New help for struggling Utøya survivors
Earlier this week it became known that several of the young terror victims are struggling to complete school and studies. The problems also affects siblings and those who have lost close friends.
Wednesday, the Minister of Education, Kristin Halvorsen, and the Minister of Research and Education, Tora Aasland, met with representatives of the national support group, to discuss new measures to prevent children who survived Utøya from leaving school.
“The most important thing is that schools, counties, and campuses will tailor a program in relation to the individual student and encourage that all participate in something, even if they do not complete everything. So we’ll send a new letter to secondary schools, colleges and counties with information on how to handle this,” said Halvorsen to NRK.
Also, shortly after July 22, the Ministry send information to municipalities and counties with advice on crisis pedagogy.

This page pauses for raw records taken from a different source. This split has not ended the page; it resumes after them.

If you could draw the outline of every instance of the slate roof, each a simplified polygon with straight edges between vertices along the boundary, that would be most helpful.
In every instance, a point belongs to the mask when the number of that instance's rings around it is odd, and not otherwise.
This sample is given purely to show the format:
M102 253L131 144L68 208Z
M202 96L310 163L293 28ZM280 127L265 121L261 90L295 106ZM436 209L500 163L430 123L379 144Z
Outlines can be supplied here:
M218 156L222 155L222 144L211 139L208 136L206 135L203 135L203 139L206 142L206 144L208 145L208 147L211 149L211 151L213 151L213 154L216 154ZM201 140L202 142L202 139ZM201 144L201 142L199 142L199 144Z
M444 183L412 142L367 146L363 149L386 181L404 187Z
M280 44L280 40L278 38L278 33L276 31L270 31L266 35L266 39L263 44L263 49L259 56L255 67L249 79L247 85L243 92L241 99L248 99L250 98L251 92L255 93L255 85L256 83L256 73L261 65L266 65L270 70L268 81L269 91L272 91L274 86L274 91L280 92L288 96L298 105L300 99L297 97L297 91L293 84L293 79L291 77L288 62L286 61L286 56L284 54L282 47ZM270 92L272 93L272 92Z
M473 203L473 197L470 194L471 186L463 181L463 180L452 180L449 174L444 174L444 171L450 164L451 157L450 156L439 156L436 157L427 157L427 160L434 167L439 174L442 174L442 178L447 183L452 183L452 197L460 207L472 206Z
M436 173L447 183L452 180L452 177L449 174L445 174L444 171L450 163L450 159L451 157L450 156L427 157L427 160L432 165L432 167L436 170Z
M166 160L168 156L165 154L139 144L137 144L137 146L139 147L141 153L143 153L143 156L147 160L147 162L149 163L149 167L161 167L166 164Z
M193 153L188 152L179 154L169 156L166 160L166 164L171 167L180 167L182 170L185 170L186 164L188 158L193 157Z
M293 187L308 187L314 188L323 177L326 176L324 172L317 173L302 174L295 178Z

“The new advice that will be sent out shortly will be more specific,” said the Minister.
“We get reports about things that work very well, but also that many people have met with harsh regulations. It is important to convey that schools have a high degree of flexibility in terms of students, both in terms of a final grade, and in terms of absenteeism,” said Halvorsen.
“For example, opportunities to study at home, or deliver tasks in a different way if there is comes day when a student cannot bear to be in large groups,” says the Minister.
The Government has already announced that they will change the rules in relation to the Student Loan Fund, so that students who are struggling after July 22 can easily get a financial break if they are ill.
Research and Education Tora Aasland encourages students to stay in school even if they are unable to study full time.
“It is crucial that we work together to minimize the potential for young people to drop out of school or stop studying. Having something normal in life helps when dealing with the dramatic things they have experienced,” says Halvorsen.